On a Ward basis the highest number of cases was Park, however when cases per population were considered Stainton and Thornton had the highest number of cases. However, it was important to note cases were spread evenly across all age ranges and were not high in their own right. South Tees Trust had 76 in-patients which was an increase from 66 the previous week. The NHS continued to be stressed.


With regard to vaccination rates Middlesbrough; the town stood at 105th in the league tables for people receiving both a first and second doses. There remained just over 4,000 people within the over 50 age range that had not received the vaccine.


Information about vaccine take up in schools was yet available. However, children were now able to book appointments through the National Booking System meaning children did not have to wait for schools to administer vaccines, subject to appropriate consent.


The Chair expressed concerns about some discrepancies between data sets and it was acknowledged that this was a reality of how the data was compiled and presented by different organisations. 

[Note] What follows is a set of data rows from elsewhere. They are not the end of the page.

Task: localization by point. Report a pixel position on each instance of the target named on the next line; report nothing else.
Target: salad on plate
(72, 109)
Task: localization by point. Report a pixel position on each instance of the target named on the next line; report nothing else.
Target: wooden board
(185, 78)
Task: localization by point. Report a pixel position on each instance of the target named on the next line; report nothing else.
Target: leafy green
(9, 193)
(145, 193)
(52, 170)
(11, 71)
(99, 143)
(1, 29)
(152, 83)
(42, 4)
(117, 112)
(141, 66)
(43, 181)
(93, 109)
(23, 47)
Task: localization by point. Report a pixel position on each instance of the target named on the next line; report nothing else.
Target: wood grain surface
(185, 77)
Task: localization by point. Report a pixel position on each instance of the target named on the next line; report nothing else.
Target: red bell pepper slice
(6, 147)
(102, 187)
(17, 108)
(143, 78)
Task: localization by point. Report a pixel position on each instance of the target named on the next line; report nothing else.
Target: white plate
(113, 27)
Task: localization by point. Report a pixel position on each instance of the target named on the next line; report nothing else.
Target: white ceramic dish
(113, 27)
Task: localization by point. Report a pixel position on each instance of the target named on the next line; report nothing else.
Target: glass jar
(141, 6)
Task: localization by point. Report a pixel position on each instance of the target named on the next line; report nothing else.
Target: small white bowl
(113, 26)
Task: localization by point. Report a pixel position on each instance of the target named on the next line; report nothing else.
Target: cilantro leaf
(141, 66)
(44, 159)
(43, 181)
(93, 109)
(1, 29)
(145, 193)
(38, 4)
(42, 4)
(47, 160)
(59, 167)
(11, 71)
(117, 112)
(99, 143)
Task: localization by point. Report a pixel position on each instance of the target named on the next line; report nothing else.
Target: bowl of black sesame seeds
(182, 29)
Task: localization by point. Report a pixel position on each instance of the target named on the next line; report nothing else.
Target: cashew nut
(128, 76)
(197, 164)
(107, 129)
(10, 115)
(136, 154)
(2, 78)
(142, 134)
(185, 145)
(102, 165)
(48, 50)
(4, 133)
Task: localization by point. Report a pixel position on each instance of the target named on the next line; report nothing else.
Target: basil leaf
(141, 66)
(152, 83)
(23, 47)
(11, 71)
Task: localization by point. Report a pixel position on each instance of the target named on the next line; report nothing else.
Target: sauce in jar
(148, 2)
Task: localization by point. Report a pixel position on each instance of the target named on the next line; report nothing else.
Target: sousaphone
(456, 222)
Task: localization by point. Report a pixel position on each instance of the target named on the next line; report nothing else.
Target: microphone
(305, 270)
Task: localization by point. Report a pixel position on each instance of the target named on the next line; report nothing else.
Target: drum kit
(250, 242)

A Member commented that Covid-19 vaccination rates were reflective of exiting health inequalities in the town and that there was a need for education on this subject.


A Member commented that lessons needed to be learned from vaccine initiatives such as the Miranda Bus, as many people in the town centre found it difficult to get to the Riverside Stadium and other vaccination centres. 


A discussion took place about the availability of the vaccination booster and how in some cases this was available in local pharmacies.


Members expressed concern that the winter period could result in an increase of Covid-19 cases and that people should be remain cautious.




Chair's OSB Update


The Chair updated the Panel with an update from the last meeting of OSB held on 20th October. The Chair informed the Panel that the Executive Member for Regeneration was in attendance and provided the Board with an update on his aims and aspirations, as well as progress relating to his portfolio. These included the improvement of eyesore sites and getting more people into the town centre.  Several regeneration initiatives were taking place across the town including converting Captain Cook Square into an entertainment complex and the continued development of Middlehaven.


The Chief Executive was also in attendance and provided the Board with an update on the Council’s ongoing response to Covid-19. The Board was also advised that LMT was examining several strategic priorities including poverty and social isolation as well as staff reoccupation and the move to Fountain Court. The Board were also made aware that the Chief Executive’s staff briefings had been well received.


The Board approved the final report of the Culture and Communities Scrutiny Panel which examined cultural event delivery which would be considered by Executive.


The Council’s latest budgetary and performance information was also presented to the Board.


Finally, the availability of scrutiny chairs training was highlighted to the Board and its importance was stressed with all scrutiny chairs strongly encouraged to attend.




Any other urgent items which in the opinion of the Chair, may be considered.